The game was a rematch.  A rematch of a game that many people found to be boring the first time around.  A boring game played by two teams from the same conference, the same region of the country.

There are plenty of reasons why last night’s Alabama-LSU title bout was the lowest-rated BCS title game in history (and that history dates back to January of 1999).  The fact that many people likely tuned the game out as it proved to be yet another festival of field goals should be considered, too.

Last night’s game was down 14% from last year’s close game between Auburn and Oregon. 

With the title game and other BCS bowls taking a ratings hit this year, the likelihood of BCS commissioners changing their end-of-the-year system improves.



Rating equals percentage of households, not eyeballs. In terms of eyeballs it was middle of the pack.

Non-traditional platforms (Xbox, tablets, etc / tuned to WatchESPN, etc.) were up 20%, so at least some part of the "decline" was simply a shift in screen choice.

It's a fun headline to throw at a controversial game, but a bit misleading. I said a bit. Easy, there, John.


Has anyone considered that the low ratings have to do with the day and time it was played? I mean how many people turned it off because they had to get up for work on Tuesday morning.
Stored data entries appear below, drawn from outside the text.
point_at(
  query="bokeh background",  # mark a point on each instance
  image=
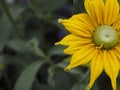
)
(29, 60)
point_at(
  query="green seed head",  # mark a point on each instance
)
(105, 35)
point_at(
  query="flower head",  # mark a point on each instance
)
(95, 39)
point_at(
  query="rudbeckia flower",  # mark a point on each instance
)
(95, 38)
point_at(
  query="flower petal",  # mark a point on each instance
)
(116, 24)
(111, 11)
(83, 56)
(72, 39)
(80, 24)
(95, 10)
(111, 66)
(96, 69)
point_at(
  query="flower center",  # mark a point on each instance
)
(105, 36)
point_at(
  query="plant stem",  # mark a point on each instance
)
(76, 6)
(6, 10)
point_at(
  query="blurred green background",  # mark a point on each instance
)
(29, 60)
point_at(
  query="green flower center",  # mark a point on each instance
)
(105, 36)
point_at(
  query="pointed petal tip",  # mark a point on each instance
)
(67, 68)
(57, 43)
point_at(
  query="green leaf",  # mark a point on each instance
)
(17, 45)
(56, 50)
(27, 76)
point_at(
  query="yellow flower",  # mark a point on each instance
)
(95, 39)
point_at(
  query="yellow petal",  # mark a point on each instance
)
(111, 66)
(111, 11)
(96, 69)
(116, 24)
(83, 56)
(72, 39)
(79, 25)
(95, 10)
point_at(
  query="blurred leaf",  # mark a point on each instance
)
(4, 30)
(63, 81)
(46, 7)
(1, 63)
(56, 50)
(33, 46)
(17, 45)
(52, 71)
(27, 76)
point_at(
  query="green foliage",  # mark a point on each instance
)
(29, 60)
(27, 76)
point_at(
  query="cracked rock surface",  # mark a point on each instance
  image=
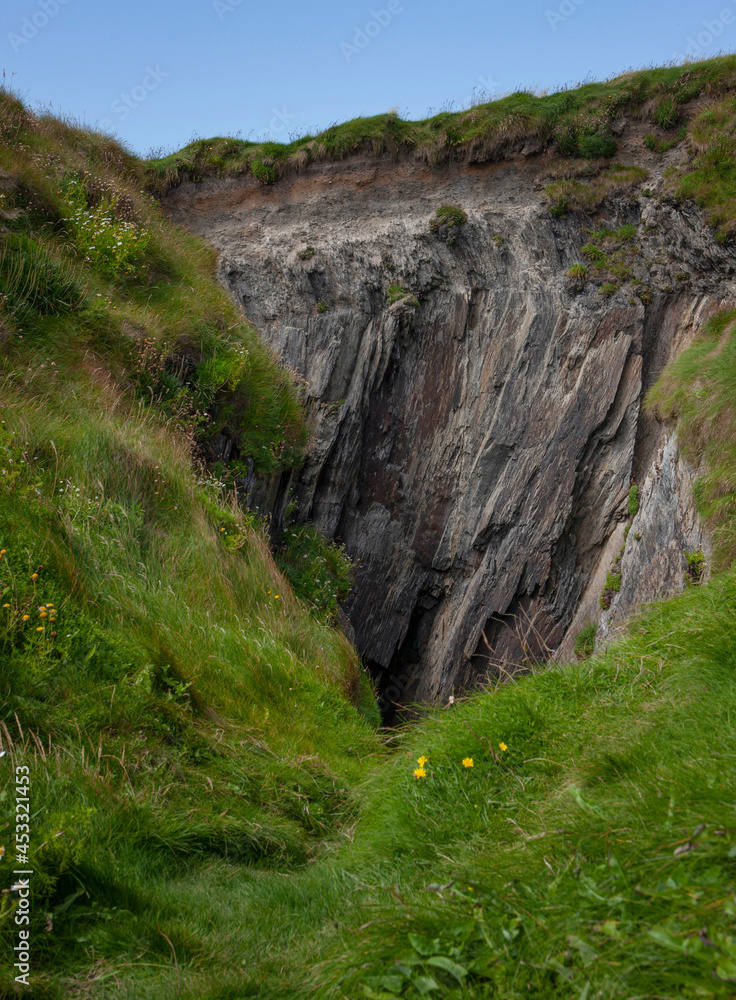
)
(475, 441)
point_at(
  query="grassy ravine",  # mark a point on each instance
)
(212, 815)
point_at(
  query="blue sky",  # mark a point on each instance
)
(157, 72)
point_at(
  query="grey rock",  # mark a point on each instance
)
(475, 452)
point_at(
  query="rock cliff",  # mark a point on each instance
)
(477, 411)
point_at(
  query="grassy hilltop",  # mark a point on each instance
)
(214, 814)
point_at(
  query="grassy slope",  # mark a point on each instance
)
(183, 715)
(570, 123)
(228, 820)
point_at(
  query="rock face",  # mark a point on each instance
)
(476, 438)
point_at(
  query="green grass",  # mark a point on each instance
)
(214, 814)
(699, 390)
(574, 122)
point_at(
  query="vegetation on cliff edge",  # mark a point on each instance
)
(212, 815)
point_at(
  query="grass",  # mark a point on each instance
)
(699, 390)
(214, 814)
(576, 122)
(183, 715)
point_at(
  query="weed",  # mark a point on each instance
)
(318, 569)
(695, 566)
(585, 641)
(579, 272)
(633, 501)
(397, 293)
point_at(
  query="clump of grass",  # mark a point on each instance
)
(318, 569)
(698, 390)
(577, 123)
(32, 280)
(595, 253)
(590, 189)
(711, 179)
(585, 641)
(579, 272)
(397, 293)
(633, 501)
(657, 145)
(449, 216)
(695, 566)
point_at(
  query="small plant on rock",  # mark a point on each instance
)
(447, 222)
(585, 641)
(397, 293)
(695, 567)
(579, 272)
(633, 501)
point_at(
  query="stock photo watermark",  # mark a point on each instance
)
(30, 26)
(379, 21)
(124, 105)
(22, 885)
(699, 44)
(563, 13)
(224, 7)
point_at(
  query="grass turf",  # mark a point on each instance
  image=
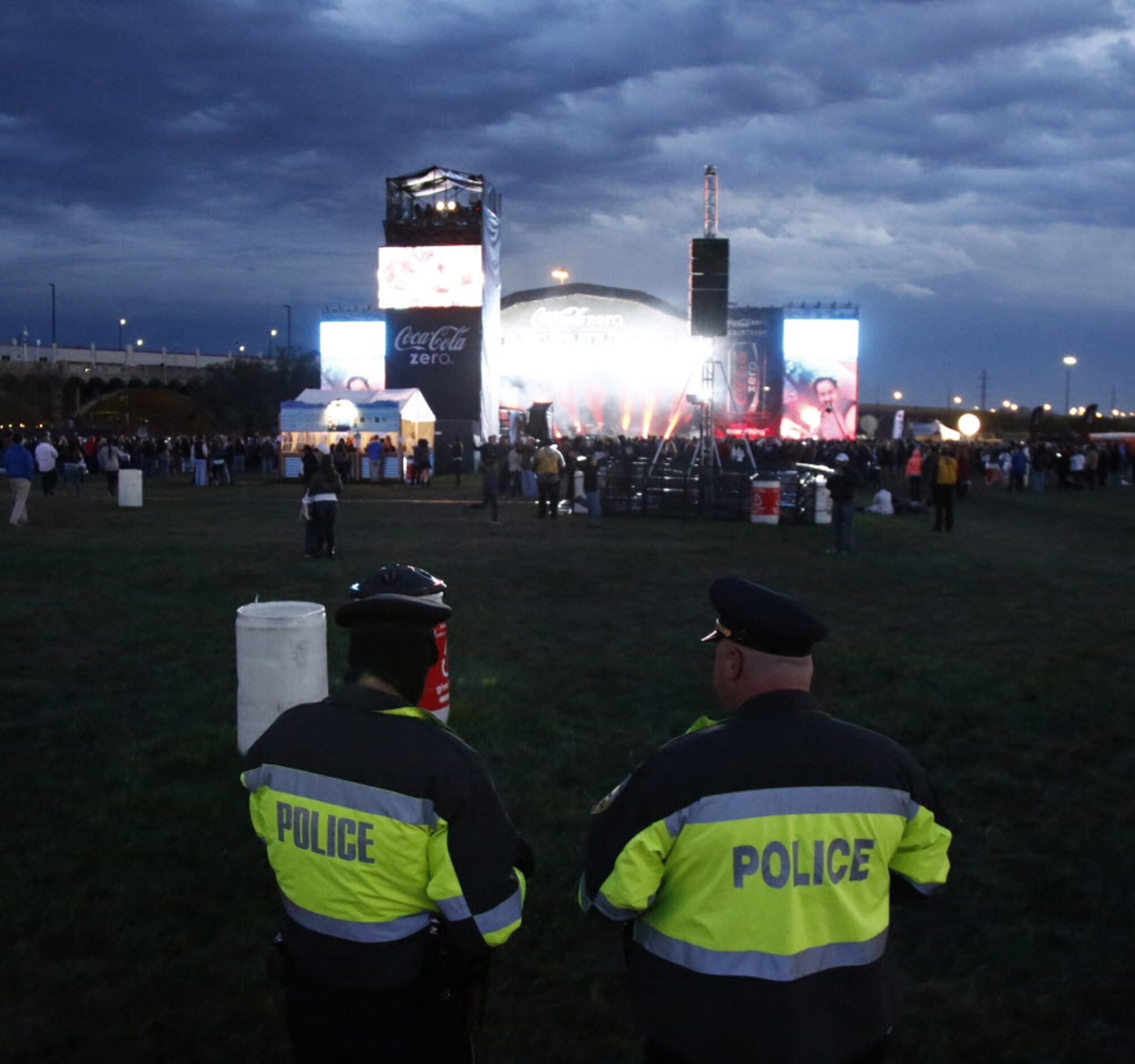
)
(139, 906)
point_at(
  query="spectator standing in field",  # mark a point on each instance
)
(218, 473)
(342, 458)
(491, 461)
(422, 463)
(914, 474)
(1018, 466)
(946, 482)
(549, 465)
(375, 457)
(882, 503)
(322, 506)
(20, 465)
(1092, 466)
(309, 462)
(110, 458)
(458, 454)
(267, 457)
(74, 466)
(46, 458)
(516, 467)
(200, 462)
(841, 484)
(1076, 465)
(590, 464)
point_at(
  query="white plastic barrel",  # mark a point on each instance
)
(579, 498)
(280, 662)
(766, 501)
(823, 504)
(130, 488)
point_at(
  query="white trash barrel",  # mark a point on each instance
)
(579, 497)
(436, 693)
(766, 503)
(130, 488)
(823, 504)
(280, 662)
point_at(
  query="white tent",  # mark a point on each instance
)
(326, 415)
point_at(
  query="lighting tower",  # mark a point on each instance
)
(709, 195)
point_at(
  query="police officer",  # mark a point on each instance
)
(755, 856)
(397, 863)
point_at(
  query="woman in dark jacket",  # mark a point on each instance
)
(322, 503)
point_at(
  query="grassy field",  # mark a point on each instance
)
(139, 906)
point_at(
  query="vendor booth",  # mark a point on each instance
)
(400, 418)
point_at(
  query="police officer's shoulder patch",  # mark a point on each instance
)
(606, 802)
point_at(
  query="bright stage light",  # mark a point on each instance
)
(970, 424)
(612, 365)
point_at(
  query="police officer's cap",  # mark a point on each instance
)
(398, 580)
(761, 619)
(392, 611)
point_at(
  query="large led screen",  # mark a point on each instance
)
(352, 354)
(411, 277)
(821, 378)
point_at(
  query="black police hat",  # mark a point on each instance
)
(392, 610)
(755, 616)
(398, 580)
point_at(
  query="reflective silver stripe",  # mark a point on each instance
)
(355, 930)
(351, 795)
(921, 887)
(501, 916)
(755, 964)
(613, 912)
(454, 908)
(793, 801)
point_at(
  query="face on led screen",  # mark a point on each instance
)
(821, 378)
(352, 354)
(411, 277)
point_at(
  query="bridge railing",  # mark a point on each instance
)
(39, 356)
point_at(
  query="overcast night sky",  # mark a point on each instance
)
(963, 169)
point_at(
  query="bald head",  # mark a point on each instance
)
(740, 673)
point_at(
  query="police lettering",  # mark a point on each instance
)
(328, 835)
(780, 865)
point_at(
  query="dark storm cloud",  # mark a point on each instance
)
(216, 158)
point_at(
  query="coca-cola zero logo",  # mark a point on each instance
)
(432, 346)
(573, 318)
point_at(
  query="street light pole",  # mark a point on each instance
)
(1069, 361)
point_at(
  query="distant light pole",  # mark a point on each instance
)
(1069, 361)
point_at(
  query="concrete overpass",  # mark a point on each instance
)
(50, 385)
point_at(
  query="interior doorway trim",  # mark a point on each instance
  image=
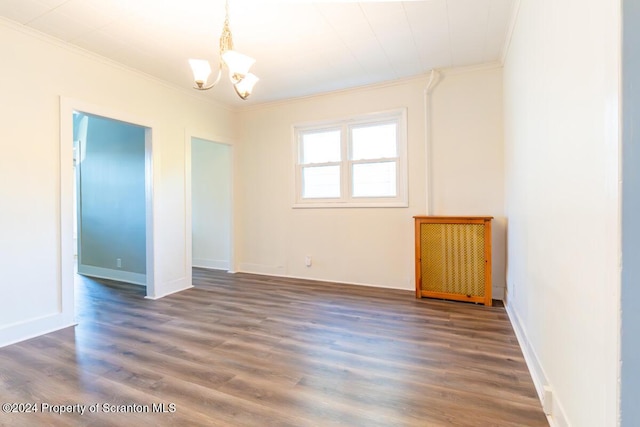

True, but it was also the "second highest of program in the history in cable television." It is funny how all these media outlets are using the fact that it had worse ratings than last year's game as a push for a playoff. As I believe you have pointed out, even with a playoff it is very likely we would have ended up with the same game (LSU beats Stanford; Bama beats OSU; LSU v. Bama in NCG). What's that old saying, the grass is always greener....

From :

ESPN’s telecast of the Allstate Bowl Championship Series (BCS) National Championship – Alabama’s 21-0 shutout of LSU -- posted a 16.2 fast national household coverage rating, according to Nielsen, representing an average of 16,072,000 households, the second highest of any program in the history in cable television (records go back to 1987). The average of 24,214,000 viewers (P2+) was also second best in cable. It also is ESPN’s second-highest rating of all time. The only telecast in cable television history with a larger audience was last year’s BCS Championship on ESPN (17,718,000 homes and 27,316,000 people, based on a 17.8 rating), a 22-19 Auburn victory over Oregon decided by a field goal as time expired.